We continuously deploy our Hoodie Tracker App using Docker. You can read about our continuous deployment set at hoodie-app-tracker/deployment.md.

Deployment in linux

This guide is for Linux only at this point. I have tried to deploy Hoodie-App-Tracker as an example:

install dependencies

  1. Install CouchDB 1.2.0 or later, 1.4.0 or later recommended for performance.
  2. Install NodeJS LTS version or later.

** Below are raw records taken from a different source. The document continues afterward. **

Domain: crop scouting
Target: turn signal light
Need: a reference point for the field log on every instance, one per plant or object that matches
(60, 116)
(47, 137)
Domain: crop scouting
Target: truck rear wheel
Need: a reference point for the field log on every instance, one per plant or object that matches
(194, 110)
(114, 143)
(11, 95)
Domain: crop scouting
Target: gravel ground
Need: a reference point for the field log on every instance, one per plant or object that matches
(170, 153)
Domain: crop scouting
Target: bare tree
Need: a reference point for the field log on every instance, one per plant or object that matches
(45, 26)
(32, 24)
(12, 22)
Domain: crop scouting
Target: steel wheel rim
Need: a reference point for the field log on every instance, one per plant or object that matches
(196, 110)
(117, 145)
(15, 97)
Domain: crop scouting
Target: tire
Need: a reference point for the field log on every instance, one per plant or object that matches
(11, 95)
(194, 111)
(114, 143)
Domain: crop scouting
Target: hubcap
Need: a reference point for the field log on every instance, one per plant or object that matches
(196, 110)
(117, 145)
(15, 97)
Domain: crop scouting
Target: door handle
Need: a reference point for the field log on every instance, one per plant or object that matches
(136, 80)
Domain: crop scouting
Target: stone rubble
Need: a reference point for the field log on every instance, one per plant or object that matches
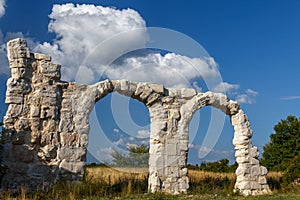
(46, 127)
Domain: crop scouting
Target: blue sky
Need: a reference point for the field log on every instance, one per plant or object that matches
(255, 45)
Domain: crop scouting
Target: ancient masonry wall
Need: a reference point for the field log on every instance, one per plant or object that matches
(46, 127)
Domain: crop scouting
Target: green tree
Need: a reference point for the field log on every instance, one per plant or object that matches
(138, 157)
(284, 145)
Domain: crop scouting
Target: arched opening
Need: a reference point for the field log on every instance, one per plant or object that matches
(206, 144)
(118, 124)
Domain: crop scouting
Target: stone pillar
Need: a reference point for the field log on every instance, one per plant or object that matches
(251, 177)
(169, 140)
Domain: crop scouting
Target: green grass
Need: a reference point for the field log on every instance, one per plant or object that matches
(108, 183)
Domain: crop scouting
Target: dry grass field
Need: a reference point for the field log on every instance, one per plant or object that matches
(131, 183)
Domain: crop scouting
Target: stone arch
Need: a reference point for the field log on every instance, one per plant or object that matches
(47, 127)
(251, 177)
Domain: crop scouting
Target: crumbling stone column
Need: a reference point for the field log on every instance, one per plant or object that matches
(46, 127)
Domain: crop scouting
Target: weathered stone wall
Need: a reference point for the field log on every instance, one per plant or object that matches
(47, 127)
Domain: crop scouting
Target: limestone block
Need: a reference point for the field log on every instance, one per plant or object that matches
(17, 138)
(244, 185)
(72, 154)
(145, 93)
(241, 152)
(246, 132)
(65, 124)
(47, 152)
(241, 140)
(183, 184)
(17, 48)
(17, 86)
(22, 72)
(182, 160)
(49, 69)
(245, 159)
(262, 180)
(127, 88)
(157, 160)
(157, 126)
(152, 99)
(241, 171)
(46, 138)
(84, 139)
(74, 167)
(70, 139)
(14, 99)
(22, 125)
(22, 63)
(263, 170)
(255, 170)
(254, 161)
(49, 112)
(254, 152)
(255, 185)
(49, 101)
(172, 149)
(22, 153)
(34, 111)
(233, 107)
(14, 110)
(174, 114)
(172, 160)
(157, 148)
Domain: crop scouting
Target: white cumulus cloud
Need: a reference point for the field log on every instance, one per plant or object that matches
(89, 38)
(171, 70)
(249, 97)
(225, 87)
(81, 32)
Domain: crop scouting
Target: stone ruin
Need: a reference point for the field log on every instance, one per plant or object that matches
(46, 127)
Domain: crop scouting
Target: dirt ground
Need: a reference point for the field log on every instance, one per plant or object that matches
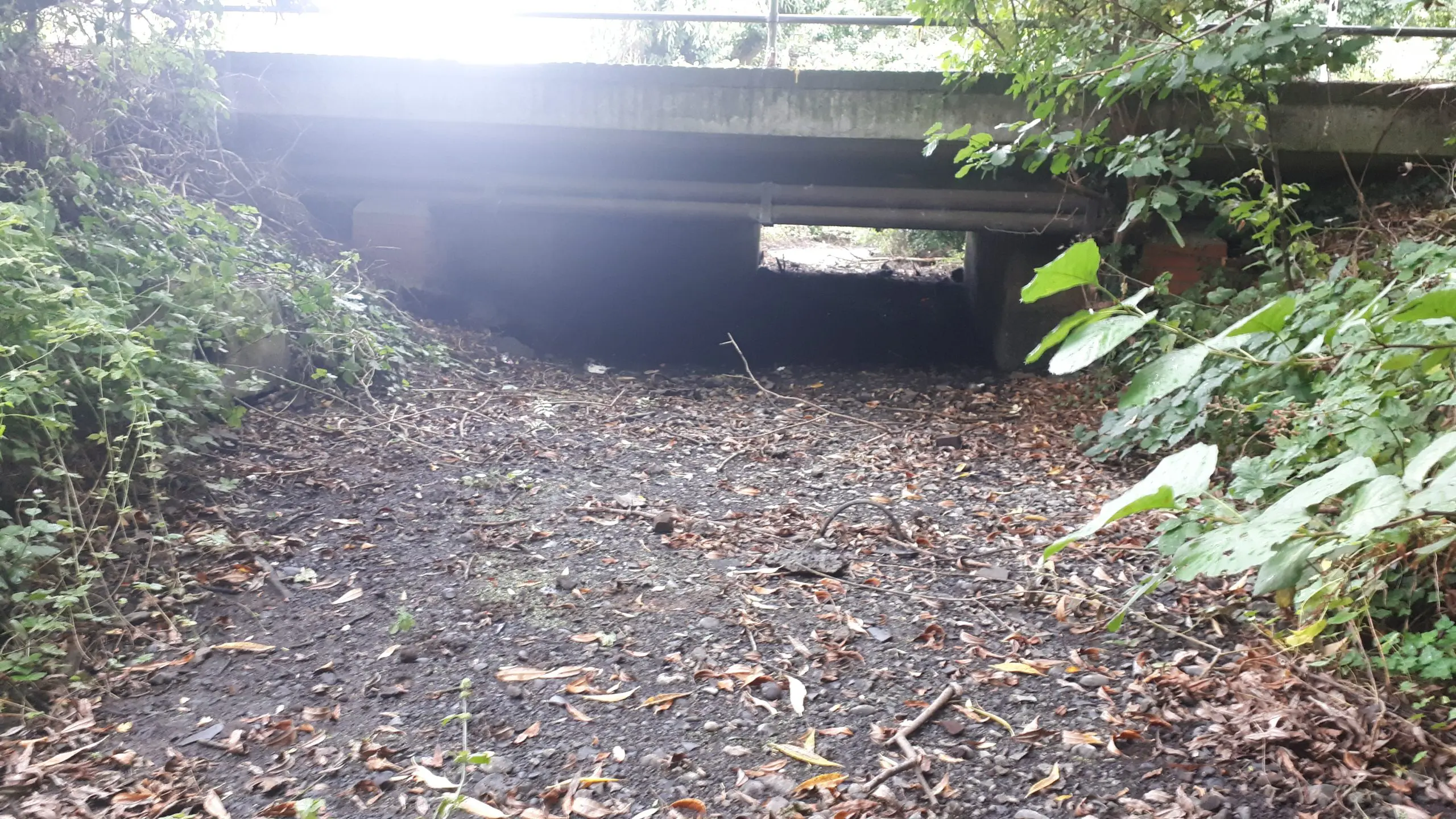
(637, 586)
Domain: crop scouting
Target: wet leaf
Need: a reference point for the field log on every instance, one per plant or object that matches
(1050, 780)
(243, 646)
(432, 780)
(477, 808)
(797, 694)
(617, 697)
(792, 751)
(350, 597)
(1018, 668)
(213, 805)
(663, 701)
(696, 805)
(820, 781)
(523, 674)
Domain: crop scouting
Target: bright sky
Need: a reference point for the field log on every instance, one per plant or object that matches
(468, 31)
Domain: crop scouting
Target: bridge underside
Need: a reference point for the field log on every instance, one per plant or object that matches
(497, 195)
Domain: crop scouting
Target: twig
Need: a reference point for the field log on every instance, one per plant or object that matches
(271, 576)
(913, 754)
(862, 502)
(766, 391)
(880, 779)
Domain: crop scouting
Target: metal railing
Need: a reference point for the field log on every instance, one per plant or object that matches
(775, 19)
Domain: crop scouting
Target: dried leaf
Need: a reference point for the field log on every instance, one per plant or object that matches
(820, 781)
(803, 755)
(213, 805)
(430, 779)
(617, 697)
(797, 694)
(661, 700)
(477, 808)
(589, 808)
(1052, 779)
(350, 597)
(1018, 668)
(696, 805)
(243, 646)
(523, 674)
(528, 734)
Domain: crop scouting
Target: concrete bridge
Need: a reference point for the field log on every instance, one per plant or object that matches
(461, 177)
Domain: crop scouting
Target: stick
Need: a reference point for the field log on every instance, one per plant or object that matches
(862, 502)
(766, 391)
(951, 690)
(271, 576)
(913, 755)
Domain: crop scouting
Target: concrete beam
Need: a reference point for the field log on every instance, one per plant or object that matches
(1355, 118)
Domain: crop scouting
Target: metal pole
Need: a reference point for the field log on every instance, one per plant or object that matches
(774, 34)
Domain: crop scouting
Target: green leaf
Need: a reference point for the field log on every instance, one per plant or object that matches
(1434, 305)
(1091, 341)
(1176, 477)
(1062, 330)
(1378, 503)
(1285, 569)
(1164, 377)
(1241, 547)
(1075, 267)
(1270, 318)
(1421, 462)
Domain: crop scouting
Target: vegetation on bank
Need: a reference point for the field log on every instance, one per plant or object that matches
(136, 255)
(1302, 403)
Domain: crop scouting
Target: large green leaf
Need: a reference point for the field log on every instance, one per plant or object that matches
(1270, 318)
(1163, 377)
(1434, 305)
(1285, 569)
(1378, 503)
(1241, 547)
(1062, 330)
(1091, 341)
(1176, 477)
(1075, 267)
(1421, 462)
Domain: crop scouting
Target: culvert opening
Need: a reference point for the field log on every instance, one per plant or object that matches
(630, 293)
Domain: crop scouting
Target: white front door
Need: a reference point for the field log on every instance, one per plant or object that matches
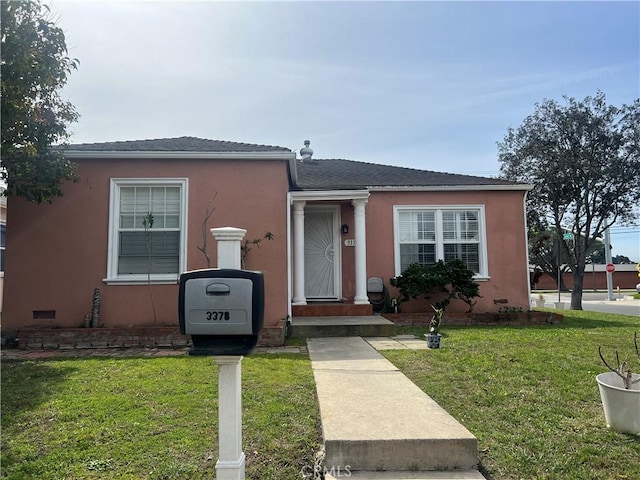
(322, 253)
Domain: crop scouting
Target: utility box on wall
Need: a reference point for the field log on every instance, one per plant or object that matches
(222, 310)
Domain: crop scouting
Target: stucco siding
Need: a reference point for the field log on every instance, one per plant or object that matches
(57, 253)
(505, 243)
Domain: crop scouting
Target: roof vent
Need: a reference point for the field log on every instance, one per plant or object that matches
(306, 152)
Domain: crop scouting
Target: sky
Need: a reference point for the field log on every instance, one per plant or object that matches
(422, 84)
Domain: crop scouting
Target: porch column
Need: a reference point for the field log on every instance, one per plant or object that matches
(229, 248)
(298, 253)
(360, 224)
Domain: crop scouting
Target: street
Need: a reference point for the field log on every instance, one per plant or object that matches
(596, 302)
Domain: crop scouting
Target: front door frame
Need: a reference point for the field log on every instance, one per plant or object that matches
(337, 250)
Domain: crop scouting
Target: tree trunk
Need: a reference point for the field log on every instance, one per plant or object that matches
(576, 293)
(563, 287)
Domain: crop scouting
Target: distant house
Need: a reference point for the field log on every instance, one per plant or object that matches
(335, 223)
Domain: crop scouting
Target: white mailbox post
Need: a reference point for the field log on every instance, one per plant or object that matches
(223, 311)
(231, 460)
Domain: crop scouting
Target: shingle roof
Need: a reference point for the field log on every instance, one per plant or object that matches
(180, 144)
(337, 174)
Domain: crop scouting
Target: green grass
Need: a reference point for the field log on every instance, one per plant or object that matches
(530, 396)
(141, 418)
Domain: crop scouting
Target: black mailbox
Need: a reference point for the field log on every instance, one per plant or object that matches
(222, 310)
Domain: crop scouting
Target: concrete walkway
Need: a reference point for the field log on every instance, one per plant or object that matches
(374, 418)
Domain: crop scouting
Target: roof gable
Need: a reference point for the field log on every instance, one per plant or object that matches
(338, 174)
(179, 144)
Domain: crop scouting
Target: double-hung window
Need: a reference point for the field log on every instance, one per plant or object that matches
(147, 234)
(426, 234)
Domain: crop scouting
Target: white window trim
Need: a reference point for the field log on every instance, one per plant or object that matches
(483, 275)
(113, 278)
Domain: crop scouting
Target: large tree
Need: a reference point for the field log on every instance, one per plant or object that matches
(583, 159)
(34, 68)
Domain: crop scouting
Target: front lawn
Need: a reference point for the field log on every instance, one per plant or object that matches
(141, 418)
(530, 396)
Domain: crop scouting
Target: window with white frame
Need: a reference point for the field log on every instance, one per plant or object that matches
(426, 234)
(147, 230)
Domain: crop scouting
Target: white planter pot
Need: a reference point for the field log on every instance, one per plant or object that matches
(621, 406)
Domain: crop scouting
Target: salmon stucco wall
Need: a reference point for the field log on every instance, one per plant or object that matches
(57, 253)
(507, 285)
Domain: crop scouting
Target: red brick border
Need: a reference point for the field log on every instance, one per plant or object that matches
(69, 338)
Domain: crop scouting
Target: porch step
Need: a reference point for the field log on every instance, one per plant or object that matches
(331, 309)
(375, 419)
(369, 326)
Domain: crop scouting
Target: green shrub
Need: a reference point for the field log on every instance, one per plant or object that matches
(452, 279)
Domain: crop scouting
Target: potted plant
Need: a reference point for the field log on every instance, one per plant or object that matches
(433, 337)
(620, 394)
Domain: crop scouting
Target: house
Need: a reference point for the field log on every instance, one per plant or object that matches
(335, 223)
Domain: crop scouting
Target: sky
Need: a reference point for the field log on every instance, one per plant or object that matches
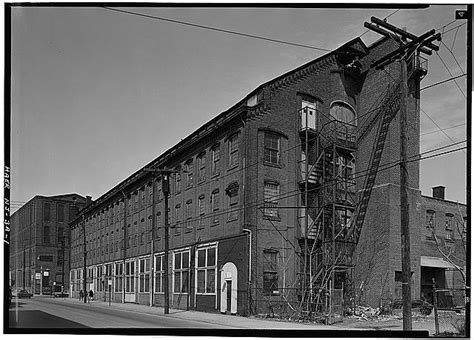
(98, 94)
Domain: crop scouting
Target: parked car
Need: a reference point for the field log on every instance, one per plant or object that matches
(61, 294)
(23, 294)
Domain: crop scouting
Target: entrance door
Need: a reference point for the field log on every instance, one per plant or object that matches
(229, 295)
(130, 286)
(229, 288)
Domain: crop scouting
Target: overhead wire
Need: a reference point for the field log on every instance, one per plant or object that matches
(217, 29)
(447, 69)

This includes npm.
  3. Install git.

CouchDB

We assume you set up CouchDB with your package manager or manually following the installation procedure.

In order to test if CouchDB is running fine or not, we can simply run the following command which will retrieve the information through curl.

$ curl localhost:5984

If you are already using CouchDB for other things, we recommend starting a second instance of CouchDB that is completely separate from your original one. See below for instructions.

In this guide, we assume that your CouchDB is available at port 5984.

Create a CouchDB admin user called admin with a strong password of your choice by clicking on the Fix this at Apache CouchDB-Futon:Overview link in the lower right corner. Use admin as username and keep your password in mind.

Next we have to change CouchDB’s default configuration on a few points. The easiest thing is to go to and change the following fields (double click a value to enter the editing mode):

couchdb -> delayed_commits: false
couchdb -> max_dbs_open: 1024

System

Add this to /etc/security/limits.conf:

hoodie    soft    nofile    768
hoodie    hard    nofile    1024

Hoodie

Create a new system user:

$ sudo useradd --system \
    -m \
    --home /home/hoodie \
    --shell /bin/bash \
    --no-user-group \
    -c "Hoodie Administrator" hoodie

This will create a new user and its home directory /home/hoodie. But unless you have a password, you can not be a user. To set a password run:

$ sudo passwd hoodie

Give a password of your choice.

cd in to that directory.

To switch to hoodie user, run:

$ sudo su hoodie

As user Hoodie, install your application:

$ git clone <repo url>

make sure package.json has a valid name property.

cd into the directory.Run :

$ cd <repo name>

Now run:

$ npm install

To run Hoodie as the root:

$ sudo su hoodie

To launch Hoodie now, as root :

$ npm start -- --dbUrl=http://admin:yourpassword@localhost:5984/

Replace yourpassword with the password you choose when you created the admin user above.

That’s it. The app should be running by now.